Comparemos si no la supuesta
habilidad que los niños de hoy tienen para la computación. ¿De qué hablamos
cuando decimos cosas semejantes? ¿Dónde se origina la misteriosa habilidad?,
¿de una modificación genética? No. Si los niños ahora demuestran mayores aptitudes
que generaciones anteriores para el manejo de computadoras, se debe a que
han crecido rodeados por innumerables estímulos audiovisuales que de alguna
manera los han preparado para el manejo de un sistema que básicamente funciona
de modo similar; mientras para algunos de nosotros los multimedia son apenas
una difusa abstracción, para ellos son una manera de actuar en el mundo. Al
final tenemos que la expresión ‘niños de hoy’ sólo es un vago eufemismo para
eludir la responsabilidad de brindar educación integral a millones de niños
encomendados a la nodriza televisiva.
Aun cuando falta mejorar el
rendimiento de los programas de alfabetización corrientes, en la actualidad
el bajo índice de lectura entre los jóvenes estudiantes no implica tanto un
problema de logística como de afinidad. Una vez que se les ha enseñado a leer,
una vez que se han hecho llamativas ediciones, sigue faltando el convencimiento
de que la lectura tiene un valor por sí misma e incluso puede ser entretenida.
Es decir, se puede enseñar a leer, tener coloridas campañas para promover
el libro, pero mientras el niño no esté convencido del valor que la lectura
tiene por sí misma, todo será inútil.
Una actividad que permite
a cualquier niño familiarizarse con el texto impreso y conocer procesos similares
a los que concentra el libro alrededor suyo, es la organización de un taller
de revista al interior de la escuela o la clase. Una revista no solamente
requiere de personas que sepan escribir; también de otras que sepan leer (correctores,
redactores), además de las encargadas de las diversas áreas necesarias para
publicarla (producción, apariencia gráfica, distribución, etc.). Independientemente
de auxiliar en el fortalecimiento de hábitos de lectura y comprensión, propone
una dinámica formativa de compromiso comunitario, al poner en juego distintas
capacidades individuales en favor de un proyecto compartido. Si no conseguimos
lectores avezados, por lo menos estaremos ampliando la cultura de respeto
al libro, ganancia que no es menor, si recordamos muchas de las atrocidades
que en la historia humana han comenzado con la quema de un libro.
Elección
de un perfil y otros preparativos
Lo primero
para echar a andar una revista es saber cuál será su temática
fundamental, qué tópicos abordará. ¿Será una revista de
expresión, abierta a la libre creación de los participantes?

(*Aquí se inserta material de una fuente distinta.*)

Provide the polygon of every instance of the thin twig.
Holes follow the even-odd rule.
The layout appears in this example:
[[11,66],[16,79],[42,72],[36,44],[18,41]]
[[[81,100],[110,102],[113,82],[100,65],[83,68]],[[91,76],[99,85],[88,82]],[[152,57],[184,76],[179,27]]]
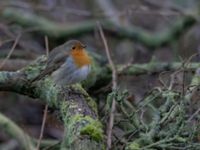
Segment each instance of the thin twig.
[[6,56],[6,58],[4,59],[4,61],[0,64],[0,69],[4,66],[4,64],[6,63],[6,61],[10,58],[10,56],[12,55],[12,53],[15,50],[15,47],[17,46],[19,39],[21,37],[21,34],[19,34],[16,39],[15,39],[15,43],[13,44],[11,50],[9,51],[8,55]]
[[[46,47],[46,55],[47,57],[49,56],[49,42],[48,42],[48,37],[45,36],[45,47]],[[46,122],[46,118],[47,118],[47,111],[48,111],[48,105],[45,105],[45,109],[44,109],[44,114],[43,114],[43,119],[42,119],[42,126],[41,126],[41,130],[40,130],[40,137],[37,143],[37,150],[40,149],[40,143],[43,137],[43,133],[44,133],[44,127],[45,127],[45,122]]]
[[[115,65],[112,61],[112,58],[110,56],[110,51],[108,48],[108,44],[107,44],[107,40],[105,38],[103,29],[100,25],[100,23],[97,23],[98,28],[99,28],[99,32],[100,32],[100,36],[102,38],[105,50],[106,50],[106,55],[110,64],[110,67],[112,69],[112,90],[116,90],[117,89],[117,71],[115,68]],[[109,123],[108,123],[108,127],[107,127],[107,150],[111,149],[111,144],[112,144],[112,128],[113,128],[113,124],[114,124],[114,118],[115,118],[115,107],[116,107],[116,102],[115,99],[112,100],[112,106],[111,106],[111,111],[110,111],[110,118],[109,118]]]

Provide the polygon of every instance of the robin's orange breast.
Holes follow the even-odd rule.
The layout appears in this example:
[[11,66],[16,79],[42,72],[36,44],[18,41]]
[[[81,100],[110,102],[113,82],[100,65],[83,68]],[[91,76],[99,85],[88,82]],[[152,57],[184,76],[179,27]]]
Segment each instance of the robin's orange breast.
[[72,51],[71,56],[79,68],[91,64],[91,59],[84,49]]

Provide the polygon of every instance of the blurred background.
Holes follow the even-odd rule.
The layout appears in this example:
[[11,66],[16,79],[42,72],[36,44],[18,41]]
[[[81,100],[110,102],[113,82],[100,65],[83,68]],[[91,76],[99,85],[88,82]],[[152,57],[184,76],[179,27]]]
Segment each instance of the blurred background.
[[[199,0],[2,0],[0,70],[16,71],[46,54],[45,36],[50,50],[69,39],[78,39],[98,56],[99,64],[106,65],[97,22],[102,24],[115,65],[183,62],[200,50],[199,7]],[[166,83],[170,74],[163,75]],[[119,88],[128,90],[130,102],[137,103],[154,87],[162,86],[158,77],[159,73],[148,72],[122,75]],[[187,78],[190,81],[191,74]],[[177,76],[177,90],[182,84],[181,75]],[[110,82],[88,89],[99,110],[105,106],[110,89]],[[44,107],[26,96],[0,92],[0,112],[35,138],[40,134]],[[62,123],[51,108],[48,112],[44,138],[61,139]],[[104,115],[100,114],[102,120]],[[116,134],[123,132],[116,128]],[[0,144],[6,143],[19,148],[0,130]]]

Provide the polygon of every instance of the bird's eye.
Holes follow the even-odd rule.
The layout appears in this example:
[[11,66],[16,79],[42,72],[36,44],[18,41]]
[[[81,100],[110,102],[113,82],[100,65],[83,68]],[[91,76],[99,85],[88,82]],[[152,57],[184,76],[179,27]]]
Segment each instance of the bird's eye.
[[73,49],[73,50],[75,50],[75,49],[76,49],[76,47],[75,47],[75,46],[73,46],[73,47],[72,47],[72,49]]

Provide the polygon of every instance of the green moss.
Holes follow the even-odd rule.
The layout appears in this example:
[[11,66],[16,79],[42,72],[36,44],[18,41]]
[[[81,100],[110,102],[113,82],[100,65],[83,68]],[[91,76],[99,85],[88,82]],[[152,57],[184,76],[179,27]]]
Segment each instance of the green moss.
[[[97,142],[103,140],[102,124],[89,116],[77,114],[70,117],[70,119],[67,119],[65,125],[67,127],[65,138],[67,145],[72,144],[75,138],[79,137],[79,135],[89,135],[91,139]],[[79,125],[78,128],[77,125]]]
[[94,120],[88,116],[86,116],[85,119],[89,121],[89,123],[81,129],[81,134],[87,134],[97,142],[102,141],[103,140],[102,124],[99,121]]
[[27,75],[27,79],[33,79],[38,74],[40,74],[41,70],[45,68],[46,64],[46,56],[41,56],[36,59],[31,65],[23,68],[22,71]]
[[85,96],[85,99],[88,105],[90,106],[90,108],[95,112],[95,114],[98,114],[96,102],[88,95],[85,89],[82,88],[81,84],[74,84],[74,85],[71,85],[71,87],[73,88],[73,90],[82,93]]
[[50,107],[58,107],[58,93],[59,88],[55,86],[50,78],[37,83],[40,88],[36,89],[36,94],[40,95],[40,98],[45,100]]

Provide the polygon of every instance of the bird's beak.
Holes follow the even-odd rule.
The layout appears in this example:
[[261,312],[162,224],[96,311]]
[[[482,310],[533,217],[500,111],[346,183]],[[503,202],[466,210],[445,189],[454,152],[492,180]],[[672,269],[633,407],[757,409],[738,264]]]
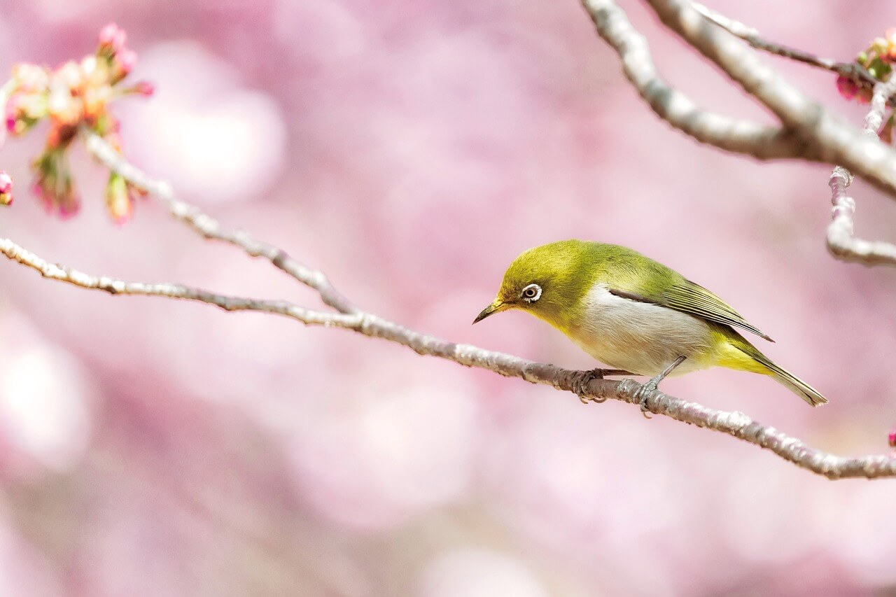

¿O será más bien de corte informativo, limitada a hechos
locales o con materias de índole general? Existen tantas
posibilidades como la imaginación desee, revistas deportivas,
de humor, de crítica, revistas en las que el contenido
es completamente inventado, combinaciones varias. Pero
eso sí, una vez elegido el rumbo, debe mantenerse con
apego y darse las garantías suficientes para su continuidad.
La institución educativa está obligada a evaluar los pros
y contras del tipo de publicación y, habiendo decidido,
a garantizar su respaldo. Por ejemplo, una revista deportiva
en tono cómico, puede generar el disgusto del equipo triunfador
de la escuela, pero no debe ser causa suficiente para
clausurarla. Parte fundamental del taller radica en la
promoción de actitudes responsables dentro del espacio
público. El cierre de un foro para el alumnado ante la
primera divergencia resultaría contraproducente.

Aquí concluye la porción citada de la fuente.